There’s nothing that lifts my spirits quite like a walk around the local mall. If I’ve had a bad day, I don’t head for a vanilla/chocolate deluxe at the ice-cream stall, or even the crocodile bash game at the arcade, no I make a b-line for the t-shirt rails. What’s so uplifting about a bunch of t-shirts? I hear you ask. Well, search the rails of most clothing shops in Japan and you will more than likely come across t-shirts that feature hilarious English.
Now I’m not mocking the translation skills of the people that work on these t-shirts (God knows my language skills are embarrassing) but I have literally laughed out load at some of them. The best one-word design I’ve come across by far involved a picture of a man with his mouth open in a shout, and the word ‘Molested!’ shooting out in bold black. This is possibly the best t-shirt I have ever seen. Another design found on the same day, in the same shop no less was emblazoned with the request: ‘We need 10 young people’, and features in one of the scariest photographs I have ever taken. It’s of my mate Dave holding it up and giving his best ‘creepy sexual predator’ look; truly disturbing. I would have accompanied this article with said picture, but I’m sure Dave would be less than impressed.
Getting back to t-shirts with one word prints, another favourite has to be one I saw on a guy in Sendai city centre, one sunny October afternoon. He was a pleasant looking guy, in his mid thirties I’d say, clean shaven, smart, he had a bounce in his step.
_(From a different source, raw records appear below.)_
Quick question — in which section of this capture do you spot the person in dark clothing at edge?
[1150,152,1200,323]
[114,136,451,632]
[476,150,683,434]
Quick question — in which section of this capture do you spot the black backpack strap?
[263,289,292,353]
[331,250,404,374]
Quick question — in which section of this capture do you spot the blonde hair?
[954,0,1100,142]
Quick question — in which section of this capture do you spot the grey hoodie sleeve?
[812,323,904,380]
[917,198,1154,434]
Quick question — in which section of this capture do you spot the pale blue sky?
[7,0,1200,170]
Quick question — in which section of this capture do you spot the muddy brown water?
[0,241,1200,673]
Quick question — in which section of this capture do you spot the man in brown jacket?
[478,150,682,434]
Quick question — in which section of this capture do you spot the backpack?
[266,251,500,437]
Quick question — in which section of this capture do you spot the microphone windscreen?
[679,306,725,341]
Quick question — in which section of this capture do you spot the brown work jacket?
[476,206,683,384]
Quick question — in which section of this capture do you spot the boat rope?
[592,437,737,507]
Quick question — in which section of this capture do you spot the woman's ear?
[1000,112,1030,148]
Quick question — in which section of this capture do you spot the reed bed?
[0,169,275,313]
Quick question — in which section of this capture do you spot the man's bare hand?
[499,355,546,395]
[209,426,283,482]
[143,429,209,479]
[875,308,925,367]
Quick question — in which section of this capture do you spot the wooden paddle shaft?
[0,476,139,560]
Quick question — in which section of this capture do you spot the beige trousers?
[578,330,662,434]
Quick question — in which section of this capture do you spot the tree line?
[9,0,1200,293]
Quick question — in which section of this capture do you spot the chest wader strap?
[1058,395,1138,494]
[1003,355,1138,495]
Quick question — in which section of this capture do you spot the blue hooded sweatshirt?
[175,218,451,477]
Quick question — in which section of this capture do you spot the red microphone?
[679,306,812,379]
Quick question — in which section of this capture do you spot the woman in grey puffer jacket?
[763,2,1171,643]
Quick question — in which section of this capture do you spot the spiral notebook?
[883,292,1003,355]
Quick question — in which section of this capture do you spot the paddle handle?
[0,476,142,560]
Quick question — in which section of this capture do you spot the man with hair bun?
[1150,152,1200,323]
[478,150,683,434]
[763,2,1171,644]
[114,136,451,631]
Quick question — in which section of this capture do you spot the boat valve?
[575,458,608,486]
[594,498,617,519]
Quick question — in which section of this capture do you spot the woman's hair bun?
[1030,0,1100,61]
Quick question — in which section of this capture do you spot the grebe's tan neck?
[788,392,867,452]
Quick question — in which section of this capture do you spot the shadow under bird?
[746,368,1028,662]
Across his chest in luminous blue however, was the word RAPE. Who knows, maybe to this man about town rape holds a different meaning, it could be an acronym; Really Adorable Pink Elephant perhaps. Or maybe he’s inviting those that understand the demand to carry it out; he was just going through a dry patch. Either way, when I saw it I couldn’t help but giggle. Yet another unintentionally smutty t-shirt I saw recently was actually worn by a non-Japanese friend of mine. I missed a night out at the bowling alley so thought I would check out the pictures. About 6 pictures in I was greeted with an image of her in a brown t-shirt, and the words ‘Dick’s Wipe: a tamer trainer of wild animals’ scrawled across her chest. I quickly minimized the screen before any of my colleagues at the school I work at could see it.
The t-shirts are not all lewd statements and demands, there’s also room for the super cute. I bought a top a few weeks ago with a cartoon rabbit love scene on the front, and the sentence ‘good times ahead, lets ride the love highway always’ above it . I have to say, I bought that one mainly for the picture of the rabbits getting it on in a car, and not the cute English. I also have a bag with a picture of a Labrador puppy and the question ‘when are you coming back house to touch me?’ I suppose this could be filed under lewd, but the puppy is adorable so I’m going with super cute. Another super cute tee I saw was on a kid in a ramen place. He was sitting with his back to me and I could make out the sentence ‘I feel happiness when I eat a potato’; adorable.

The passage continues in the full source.